Research & Development
The military is making big plans for nanoscale materials
- By George Leopold
- Oct 21, 2015
Boeing calls HLM's microlattice the lightest metal ever.
A corporate R&D laboratory jointly owned by Boeing and General Motors said it plans to develop new methods for scaling up atomic-scale materials to exploit their unique properties.
HRL Laboratories of Malibu, Calif., also said Tuesday it would develop processes to assemble nanoscale materials into millimeter-scale components that are compatible with existing manufacturing technologies. An HRL team will work with Intelligent Materials Solutions Inc. of Princeton, N.J., to assemble nanoscale particles used to create finished components that would be 1 million times larger than individual nanoscale particles, HRL said.
The work is being funded under the Defense Advanced Research Project Agency's Atoms to Product (A2P) program. The Air Force Research Laboratory is also funding the nanoscale manufacturing effort.
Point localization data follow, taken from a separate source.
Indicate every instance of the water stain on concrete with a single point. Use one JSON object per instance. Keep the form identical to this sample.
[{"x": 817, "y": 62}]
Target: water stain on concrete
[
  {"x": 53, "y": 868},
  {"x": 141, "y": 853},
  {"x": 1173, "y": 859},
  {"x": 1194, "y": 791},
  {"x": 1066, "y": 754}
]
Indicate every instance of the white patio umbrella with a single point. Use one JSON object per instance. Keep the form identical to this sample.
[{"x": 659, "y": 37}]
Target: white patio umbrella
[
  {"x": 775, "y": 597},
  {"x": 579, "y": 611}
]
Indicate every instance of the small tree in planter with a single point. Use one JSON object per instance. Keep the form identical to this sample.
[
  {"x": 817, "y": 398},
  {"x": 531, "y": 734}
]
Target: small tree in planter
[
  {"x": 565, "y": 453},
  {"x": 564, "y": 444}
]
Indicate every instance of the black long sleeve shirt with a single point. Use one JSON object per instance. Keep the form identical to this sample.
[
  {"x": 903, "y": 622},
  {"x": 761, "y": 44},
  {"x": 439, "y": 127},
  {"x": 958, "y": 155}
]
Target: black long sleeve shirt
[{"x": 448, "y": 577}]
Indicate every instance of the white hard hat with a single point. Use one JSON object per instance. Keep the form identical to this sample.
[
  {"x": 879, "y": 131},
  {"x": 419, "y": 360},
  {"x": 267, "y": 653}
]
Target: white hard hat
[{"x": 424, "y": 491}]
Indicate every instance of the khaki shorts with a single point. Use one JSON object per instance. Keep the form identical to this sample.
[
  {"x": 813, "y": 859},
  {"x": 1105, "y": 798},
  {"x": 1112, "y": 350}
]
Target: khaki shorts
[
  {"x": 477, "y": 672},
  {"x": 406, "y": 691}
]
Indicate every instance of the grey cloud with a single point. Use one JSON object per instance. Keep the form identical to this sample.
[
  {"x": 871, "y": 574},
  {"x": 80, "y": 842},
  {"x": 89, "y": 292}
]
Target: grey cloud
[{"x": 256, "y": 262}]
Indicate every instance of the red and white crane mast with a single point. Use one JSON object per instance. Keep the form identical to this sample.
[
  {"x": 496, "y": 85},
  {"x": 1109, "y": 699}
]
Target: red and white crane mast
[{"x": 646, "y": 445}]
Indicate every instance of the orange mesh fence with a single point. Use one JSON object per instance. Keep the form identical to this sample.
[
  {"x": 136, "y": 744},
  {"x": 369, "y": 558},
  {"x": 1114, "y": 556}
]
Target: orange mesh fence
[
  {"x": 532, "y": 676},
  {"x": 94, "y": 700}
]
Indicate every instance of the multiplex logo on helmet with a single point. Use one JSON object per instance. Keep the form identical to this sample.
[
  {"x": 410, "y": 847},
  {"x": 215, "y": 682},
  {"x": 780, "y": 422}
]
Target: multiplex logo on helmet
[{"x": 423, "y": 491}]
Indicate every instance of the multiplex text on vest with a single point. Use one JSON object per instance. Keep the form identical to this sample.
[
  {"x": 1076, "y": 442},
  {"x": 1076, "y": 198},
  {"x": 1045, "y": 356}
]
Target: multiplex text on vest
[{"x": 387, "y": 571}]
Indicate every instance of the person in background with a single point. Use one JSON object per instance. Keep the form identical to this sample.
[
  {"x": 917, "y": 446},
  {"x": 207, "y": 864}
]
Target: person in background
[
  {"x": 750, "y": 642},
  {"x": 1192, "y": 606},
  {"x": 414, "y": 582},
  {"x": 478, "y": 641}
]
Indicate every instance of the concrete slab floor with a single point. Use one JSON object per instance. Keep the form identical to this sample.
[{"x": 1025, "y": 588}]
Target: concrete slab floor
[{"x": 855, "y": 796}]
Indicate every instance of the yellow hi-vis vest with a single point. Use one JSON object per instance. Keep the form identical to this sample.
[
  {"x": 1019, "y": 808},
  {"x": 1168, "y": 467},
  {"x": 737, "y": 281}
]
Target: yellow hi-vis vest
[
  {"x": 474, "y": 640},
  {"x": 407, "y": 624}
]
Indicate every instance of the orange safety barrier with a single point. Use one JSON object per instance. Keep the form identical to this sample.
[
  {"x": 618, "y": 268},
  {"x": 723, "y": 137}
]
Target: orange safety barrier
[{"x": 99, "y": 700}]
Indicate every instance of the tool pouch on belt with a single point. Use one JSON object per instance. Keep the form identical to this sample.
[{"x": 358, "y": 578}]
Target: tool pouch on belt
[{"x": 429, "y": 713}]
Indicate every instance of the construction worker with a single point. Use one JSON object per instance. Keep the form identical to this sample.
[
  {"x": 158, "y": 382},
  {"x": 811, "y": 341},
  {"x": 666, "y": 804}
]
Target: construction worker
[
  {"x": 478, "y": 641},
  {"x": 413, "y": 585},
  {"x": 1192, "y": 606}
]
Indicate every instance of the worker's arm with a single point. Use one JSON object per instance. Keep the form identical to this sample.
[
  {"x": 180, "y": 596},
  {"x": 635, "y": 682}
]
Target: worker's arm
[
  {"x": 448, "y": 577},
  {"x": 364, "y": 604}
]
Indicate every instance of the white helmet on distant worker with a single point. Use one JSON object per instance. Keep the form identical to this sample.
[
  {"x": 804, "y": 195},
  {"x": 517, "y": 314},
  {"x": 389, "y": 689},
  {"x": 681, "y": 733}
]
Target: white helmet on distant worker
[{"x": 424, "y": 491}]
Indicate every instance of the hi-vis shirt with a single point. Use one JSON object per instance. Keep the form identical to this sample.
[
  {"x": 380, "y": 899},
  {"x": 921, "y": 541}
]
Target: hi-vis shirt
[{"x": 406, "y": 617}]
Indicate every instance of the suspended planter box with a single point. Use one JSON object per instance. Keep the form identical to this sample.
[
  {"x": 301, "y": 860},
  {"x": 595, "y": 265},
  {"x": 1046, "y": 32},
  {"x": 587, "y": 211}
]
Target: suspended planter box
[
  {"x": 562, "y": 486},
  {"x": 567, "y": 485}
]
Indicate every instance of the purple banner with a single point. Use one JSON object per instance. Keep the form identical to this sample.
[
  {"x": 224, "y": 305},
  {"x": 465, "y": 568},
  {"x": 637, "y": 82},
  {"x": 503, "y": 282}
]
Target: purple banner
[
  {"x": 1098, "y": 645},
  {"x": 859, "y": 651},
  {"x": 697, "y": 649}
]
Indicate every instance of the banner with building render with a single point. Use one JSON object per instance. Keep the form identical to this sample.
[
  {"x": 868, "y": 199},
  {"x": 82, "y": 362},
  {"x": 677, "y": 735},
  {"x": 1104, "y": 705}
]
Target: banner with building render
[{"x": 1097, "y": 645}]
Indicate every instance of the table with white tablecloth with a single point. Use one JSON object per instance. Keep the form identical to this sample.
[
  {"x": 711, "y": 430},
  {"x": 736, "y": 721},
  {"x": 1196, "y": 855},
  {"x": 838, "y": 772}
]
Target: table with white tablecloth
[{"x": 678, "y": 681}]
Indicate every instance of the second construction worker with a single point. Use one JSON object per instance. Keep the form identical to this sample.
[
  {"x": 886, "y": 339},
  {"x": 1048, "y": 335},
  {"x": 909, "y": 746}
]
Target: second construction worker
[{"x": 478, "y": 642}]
HRL also is working under NASA's Game Changing Development Program to develop a microlattice material developed at the nanometer scale, that is one-tenth the weight of carbon fiber while remaining strong and flexible. The material, which Boeing has called the lightest metal ever, would reduce the mass of future space craft by 40 percent and would be essential on a trip to Mars. It also could be used in the structural components of aircraft—and considering General Motors’ involvement, ground vehicles—which would save a lot on fuel costs.
The DARPA program seeks to leverage the "very uncommon physical characteristics [of common materials] when fabricated at nanometer-scale." Among the potential military applications are quantized, or variable, current-voltage behavior, dramatically lower melting points and much higher specific heats (the amount of heat required to change the mass unit of a substance by one degree in temperature).
Along with atomic-level assembly of these materials, the A2P effort also seeks to leverage unique material properties for miniaturization, 3D components and other nanometer-scale assembly.
The A2P program also reflects DARPA's efforts to reduce the cost and complexity of manufacturing weapons. A related agency effort detailed in September seeks to develop new composite materials and processes for manufacturing small parts. The goal is to improve weapon performance while compressing tool development and fabrication cycles.
HRL said its goal under the A2P program was to "develop a rapid, fundamentally new method that enables intricate 3-D millimeter-scale components made from a wide selection of nanoscale elements."
The laboratory noted that current nanoscale fabrication techniques such as vacuum deposition, which is used to deposit atoms on substrates below atmospheric pressure, are limited in terms of speed and the ability to scale to millimeter dimensions.
The former Hughes Research Laboratories established in 1948 specializes in research on sensors and materials, microelectronics and electromagnetics. It currently serves as a Defense Department "trusted foundry" certified to manufacture electronic components for DOD and the National Security Agency.